Donor management consists of the policies and procedures a nonprofit develops to manage information regarding its constituents. The constituents may be donors or they may be other groups such as prospective donors or volunteers.
The policies and procedures for donor management clearly delineate: what information to maintain; how to maintain consistent and accurate information; and who determines the application of various profile and fundraising codes to each constituent record. I feel pretty confident in saying that very few nonprofits spend the time and effort to develop these policies and procedures; yet doing so would save them countless hours of tedious work cleaning up a database that has fallen into disarray.
In teaching organizations how to use MatchMaker FundRaising Software, I have determined that information that an organization wishes to maintain falls into two distinct categories. The first category is basic information such as name, address, phone, email, etc. The basic information is fairly generic to all nonprofit organizations. Some organizations do a better job than others of collecting this information. The key is to create a vehicle to gather this data. If you are gathering information from a web site, have specific fields required. If you are updating records, send out a short information survey to constituents or call them and ask.

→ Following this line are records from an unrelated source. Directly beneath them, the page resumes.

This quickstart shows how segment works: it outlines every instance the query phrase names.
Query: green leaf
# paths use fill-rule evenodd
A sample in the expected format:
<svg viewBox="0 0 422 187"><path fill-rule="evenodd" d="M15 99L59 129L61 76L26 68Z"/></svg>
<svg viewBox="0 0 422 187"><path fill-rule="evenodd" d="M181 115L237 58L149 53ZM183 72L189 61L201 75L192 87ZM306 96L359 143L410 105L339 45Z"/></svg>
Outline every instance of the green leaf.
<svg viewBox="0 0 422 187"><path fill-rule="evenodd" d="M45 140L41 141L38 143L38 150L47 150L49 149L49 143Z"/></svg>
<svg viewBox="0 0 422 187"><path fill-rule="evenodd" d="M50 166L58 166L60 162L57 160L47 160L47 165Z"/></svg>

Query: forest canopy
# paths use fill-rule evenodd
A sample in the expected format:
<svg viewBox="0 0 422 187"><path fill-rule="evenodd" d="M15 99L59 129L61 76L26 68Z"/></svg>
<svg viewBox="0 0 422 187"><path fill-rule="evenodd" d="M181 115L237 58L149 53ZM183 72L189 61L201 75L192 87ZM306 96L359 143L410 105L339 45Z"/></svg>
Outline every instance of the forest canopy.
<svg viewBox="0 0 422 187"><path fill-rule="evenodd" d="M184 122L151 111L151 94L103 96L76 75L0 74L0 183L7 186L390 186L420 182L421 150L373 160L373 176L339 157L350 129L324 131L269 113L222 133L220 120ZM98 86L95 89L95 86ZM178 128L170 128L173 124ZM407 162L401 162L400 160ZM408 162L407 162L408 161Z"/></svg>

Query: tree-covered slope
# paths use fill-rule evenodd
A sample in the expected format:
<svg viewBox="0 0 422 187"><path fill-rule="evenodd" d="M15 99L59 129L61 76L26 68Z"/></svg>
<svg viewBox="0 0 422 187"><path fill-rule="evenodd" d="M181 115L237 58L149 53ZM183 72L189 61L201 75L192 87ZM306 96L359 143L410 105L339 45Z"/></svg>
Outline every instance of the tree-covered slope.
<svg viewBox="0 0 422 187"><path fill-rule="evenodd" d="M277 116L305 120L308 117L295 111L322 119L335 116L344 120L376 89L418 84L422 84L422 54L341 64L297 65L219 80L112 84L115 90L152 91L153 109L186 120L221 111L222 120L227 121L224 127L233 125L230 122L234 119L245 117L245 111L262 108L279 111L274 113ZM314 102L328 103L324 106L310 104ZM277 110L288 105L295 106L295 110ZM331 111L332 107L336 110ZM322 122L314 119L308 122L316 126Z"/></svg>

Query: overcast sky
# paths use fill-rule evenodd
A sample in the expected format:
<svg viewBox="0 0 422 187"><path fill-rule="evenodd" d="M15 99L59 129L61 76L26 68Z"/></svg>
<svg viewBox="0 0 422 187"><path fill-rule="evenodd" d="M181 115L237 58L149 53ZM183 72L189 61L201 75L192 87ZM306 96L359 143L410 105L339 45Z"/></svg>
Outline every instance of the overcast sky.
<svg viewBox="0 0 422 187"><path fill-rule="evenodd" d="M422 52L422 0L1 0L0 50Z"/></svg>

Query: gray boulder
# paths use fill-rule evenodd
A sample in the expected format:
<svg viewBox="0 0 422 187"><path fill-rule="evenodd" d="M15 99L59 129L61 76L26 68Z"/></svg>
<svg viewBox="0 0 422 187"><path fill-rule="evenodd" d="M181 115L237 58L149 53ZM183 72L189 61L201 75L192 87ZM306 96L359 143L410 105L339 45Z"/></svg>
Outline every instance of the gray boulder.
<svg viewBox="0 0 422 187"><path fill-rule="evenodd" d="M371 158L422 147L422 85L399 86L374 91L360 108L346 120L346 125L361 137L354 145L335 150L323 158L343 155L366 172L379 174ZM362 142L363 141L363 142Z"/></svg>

The second category is very specific to an organization. Information in this category can be related to the organization’s mission or operation. Data in this category is often referred to as profile information. For example, if an organization is an animal shelter, it might keep track of the kind of animal and breed that a constituent adopted. Profile information would include codes that signify if you are a volunteer, a board member, or a designated United Way donor. Fundraising values attributed to appeals and campaigns would also fall in this category.
Maintaining consistent and accurate information is something that should be easy. However, I have observed that with the high staff turnover at nonprofits, data easily becomes victim to the latest, often ill-trained person. It becomes incumbent on organizations to create policies for data entry and to have one person on staff that is responsible for overseeing the data entry. Because they have the greatest usage of the data, the chief development officer will most often serve in this role.
Having good robust data can truly make the difference to an organization’s ability to raise money. Taking the time to develop donor management policies will have a tremendous ROI.